“Mormon and the Book of Mormon,” Friend, May 1984, 34
Mormon and the Book of Mormon
Many years ago there lived in the land now called America a young boy named Mormon. His father’s name was also Mormon. In those days no one had last names, so the boy was known as the son of Mormon.
At that time a man called Ammaron had been appointed by the Lord to care for the records of the people of that day. The records were valuable and had been handed down from one generation to the next by the prophets who had compiled the history of the people of their own time. (Such records were usually engraved on thin sheets of gold because harder metals were more difficult to engrave. Another advantage of using sheets of gold was that they would not corrode and could be kept indefinitely.)
When Mormon, the son of Mormon, was ten years old, Ammaron said to him, “I perceive that thou art a sober child, and art quick to observe;
“Therefore, when ye are about twenty and four years old I would that ye should remember the things that ye have observed concerning this people; and when ye are of that age go to the land Antum, unto a hill which shall be called Shim; and there have I deposited unto the Lord all the sacred engravings concerning this people.
“And behold, ye shall take the plates of Nephi unto yourself, and the remainder shall ye leave in the place where they are; and ye shall engrave on the plates of Nephi all the things that ye have observed concerning this people.” (Morm. 1:2–4.)
Then the son of Mormon wrote: “I, Mormon, being a descendant of Nephi, … remembered the things which Ammaron commanded me.
“And it came to pass that I, being eleven years old, was carried by my father into the land southward, even to the land of Zarahemla.
“The whole face of the land had become covered with buildings, and the people were as numerous almost, as it were the sand of the sea.” (Morm. 1:5–7.)
This same year (about A. D. 322), in the land around Zarahemla, a war broke out between the two great nations that lived there, the Nephites and the Lamanites.
When Mormon was fifteen years old, he was “visited of the Lord, and … knew of the goodness of Jesus” (Morm. 1:15).

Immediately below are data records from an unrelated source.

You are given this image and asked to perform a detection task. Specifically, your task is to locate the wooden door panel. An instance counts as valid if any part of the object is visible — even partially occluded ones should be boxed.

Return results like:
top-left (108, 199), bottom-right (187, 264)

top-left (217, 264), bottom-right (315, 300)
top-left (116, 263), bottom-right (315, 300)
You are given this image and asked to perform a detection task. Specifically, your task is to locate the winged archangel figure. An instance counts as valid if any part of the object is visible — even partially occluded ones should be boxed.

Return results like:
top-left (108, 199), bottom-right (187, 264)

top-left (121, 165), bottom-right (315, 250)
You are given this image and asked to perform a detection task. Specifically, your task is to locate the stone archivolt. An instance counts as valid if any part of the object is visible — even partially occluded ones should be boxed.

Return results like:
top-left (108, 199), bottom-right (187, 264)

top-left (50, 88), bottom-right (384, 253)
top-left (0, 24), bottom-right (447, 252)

Mormon desired to preach to the people, but they were too wicked to listen.
Mormon grew to be a large, strong young man, and he was called into the Nephite army, where he soon became a leader of many troops. When he was about twenty-four years old, he went to the Hill Shim and obtained the plates of Nephi as Ammaron had commanded him. He began to write on them, telling of the wickedness of the Nephite people and of the wars they were having with the Lamanites.
The Lord commanded Mormon to compile the thousand years of Nephite history into one volume, and this he did, engraving it upon plates that he himself fashioned out of gold. He put them with the plates of Nephi.
In the battles that were fought later, Mormon and all the other Nephites were killed, except for Mormon’s son, Moroni.
It was Moroni who wrote the final history of his people. He knew that the record must be kept safe, for his father had commanded him to take good care of it. When Moroni finished his own writings on the gold plates, he made a box out of stone and put the plates inside. Moroni placed the stone box containing the sacred records in a hole in the ground on the side of the Hill Cumorah, as it was known in those days. Eventually Moroni died.
About 1400 years went by, and the records lay safely in the Hill Cumorah. Then the time came for them to be brought forth. Moroni was sent back to earth as an angel from heaven to visit a young man named Joseph Smith, Jr., who lived on a farm with his family in western New York, not far from the Hill Cumorah. The Lord had chosen Joseph Smith to be His first latter-day prophet, and He told Moroni to deliver the sacred records to Joseph. Four years later Joseph would translate the records by the power of God and have them published for all the world to read. The records came to be called the Book of Mormon because Moroni’s father, Mormon, had compiled most of them.